A telling demonstration of the true value of film archives is the recent discovery, in the Netherlands Film Museum, of a unique surviving print of the debut feature of Garson Kanin, who later found greater success as a writer (Born Yesterday, Adam's Rib), but whose directorial skills are manifest in this delightful small gem of a movie made at the Citizen Kane studio, RKO. Perhaps because it was branded a B-movie, Kanin's film became lost and long-forgotten until a search by Turner Classics unearthed the Dutch print: and Dutch it is and remains in this restored version, which carries indelible Dutch subtitles and written inserts.
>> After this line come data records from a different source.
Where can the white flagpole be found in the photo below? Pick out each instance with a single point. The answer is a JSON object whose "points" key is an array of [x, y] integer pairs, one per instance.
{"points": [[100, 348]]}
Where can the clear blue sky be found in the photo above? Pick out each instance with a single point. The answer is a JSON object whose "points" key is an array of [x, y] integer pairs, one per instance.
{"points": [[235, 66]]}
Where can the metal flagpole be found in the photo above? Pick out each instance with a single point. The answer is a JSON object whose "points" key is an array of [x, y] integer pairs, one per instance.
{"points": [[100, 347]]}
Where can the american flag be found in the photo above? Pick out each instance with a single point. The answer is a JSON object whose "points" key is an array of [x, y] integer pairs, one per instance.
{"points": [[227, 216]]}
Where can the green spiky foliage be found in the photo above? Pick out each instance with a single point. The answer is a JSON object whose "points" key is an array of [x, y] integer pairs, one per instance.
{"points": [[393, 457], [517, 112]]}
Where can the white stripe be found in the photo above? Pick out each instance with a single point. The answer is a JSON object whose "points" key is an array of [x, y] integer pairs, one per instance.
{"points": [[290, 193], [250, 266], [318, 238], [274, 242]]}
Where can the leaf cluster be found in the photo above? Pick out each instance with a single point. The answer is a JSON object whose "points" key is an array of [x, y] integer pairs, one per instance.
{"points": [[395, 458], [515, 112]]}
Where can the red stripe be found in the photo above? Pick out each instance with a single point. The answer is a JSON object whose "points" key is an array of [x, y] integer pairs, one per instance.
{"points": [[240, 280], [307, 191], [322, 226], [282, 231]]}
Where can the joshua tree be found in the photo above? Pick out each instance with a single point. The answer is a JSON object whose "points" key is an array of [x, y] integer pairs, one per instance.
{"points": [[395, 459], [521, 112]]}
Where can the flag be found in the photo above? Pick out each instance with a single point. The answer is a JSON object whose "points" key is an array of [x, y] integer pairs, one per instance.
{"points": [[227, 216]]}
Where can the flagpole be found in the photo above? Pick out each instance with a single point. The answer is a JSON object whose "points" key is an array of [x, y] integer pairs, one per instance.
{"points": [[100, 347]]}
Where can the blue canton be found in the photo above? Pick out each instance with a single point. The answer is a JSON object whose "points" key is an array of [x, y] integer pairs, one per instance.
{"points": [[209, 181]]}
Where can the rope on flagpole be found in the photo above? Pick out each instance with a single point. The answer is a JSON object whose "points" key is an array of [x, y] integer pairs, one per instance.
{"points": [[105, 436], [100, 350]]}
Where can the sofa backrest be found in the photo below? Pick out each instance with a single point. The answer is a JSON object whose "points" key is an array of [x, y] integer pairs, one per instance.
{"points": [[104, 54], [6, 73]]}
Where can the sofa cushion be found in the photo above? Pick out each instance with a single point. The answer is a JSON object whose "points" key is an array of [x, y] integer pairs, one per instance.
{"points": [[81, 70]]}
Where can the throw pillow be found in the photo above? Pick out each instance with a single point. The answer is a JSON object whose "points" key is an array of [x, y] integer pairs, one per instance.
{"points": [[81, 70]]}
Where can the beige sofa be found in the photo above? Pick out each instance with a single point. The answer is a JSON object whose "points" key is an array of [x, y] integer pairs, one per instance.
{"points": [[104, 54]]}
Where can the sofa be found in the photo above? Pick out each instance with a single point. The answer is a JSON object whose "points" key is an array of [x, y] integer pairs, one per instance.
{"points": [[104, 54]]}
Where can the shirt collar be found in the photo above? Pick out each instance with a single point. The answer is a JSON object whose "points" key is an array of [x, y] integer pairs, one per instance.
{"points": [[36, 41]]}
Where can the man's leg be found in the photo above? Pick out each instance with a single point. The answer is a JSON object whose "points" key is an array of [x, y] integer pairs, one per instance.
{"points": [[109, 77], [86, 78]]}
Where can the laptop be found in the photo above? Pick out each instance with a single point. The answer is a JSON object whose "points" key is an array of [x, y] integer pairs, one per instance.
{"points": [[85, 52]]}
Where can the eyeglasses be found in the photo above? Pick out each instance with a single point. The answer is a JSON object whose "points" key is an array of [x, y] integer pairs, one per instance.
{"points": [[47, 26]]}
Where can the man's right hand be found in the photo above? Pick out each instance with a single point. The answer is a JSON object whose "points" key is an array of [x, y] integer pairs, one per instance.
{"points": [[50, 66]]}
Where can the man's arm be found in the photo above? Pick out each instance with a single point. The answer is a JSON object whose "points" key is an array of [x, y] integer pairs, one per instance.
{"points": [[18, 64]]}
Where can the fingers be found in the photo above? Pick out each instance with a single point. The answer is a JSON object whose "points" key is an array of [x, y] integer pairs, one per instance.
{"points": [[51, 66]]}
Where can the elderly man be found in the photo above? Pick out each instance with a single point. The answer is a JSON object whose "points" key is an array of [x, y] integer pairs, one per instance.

Happily, these do not detract a jot from the ageless charm, wit and humanity which underpin the film's gentle, unambiguously liberal story of a small-town doctor who puts his patients before his pocketbook and earns the respect and affection of all his fellow citizens bar a few grasping businessmen. The film opens with a beautifully cadenced funeral procession, the prelude to a series of nicely judged flashbacks recalling the life and generous deeds of the good doctor. The centrepiece is a wonderfully naturalistic performance by Edward Ellis - not a name to be found easily in any movie reference book, but who deserves more than a footnote in cinema history on the evidence of his screen presence here: a man to remember, indeed.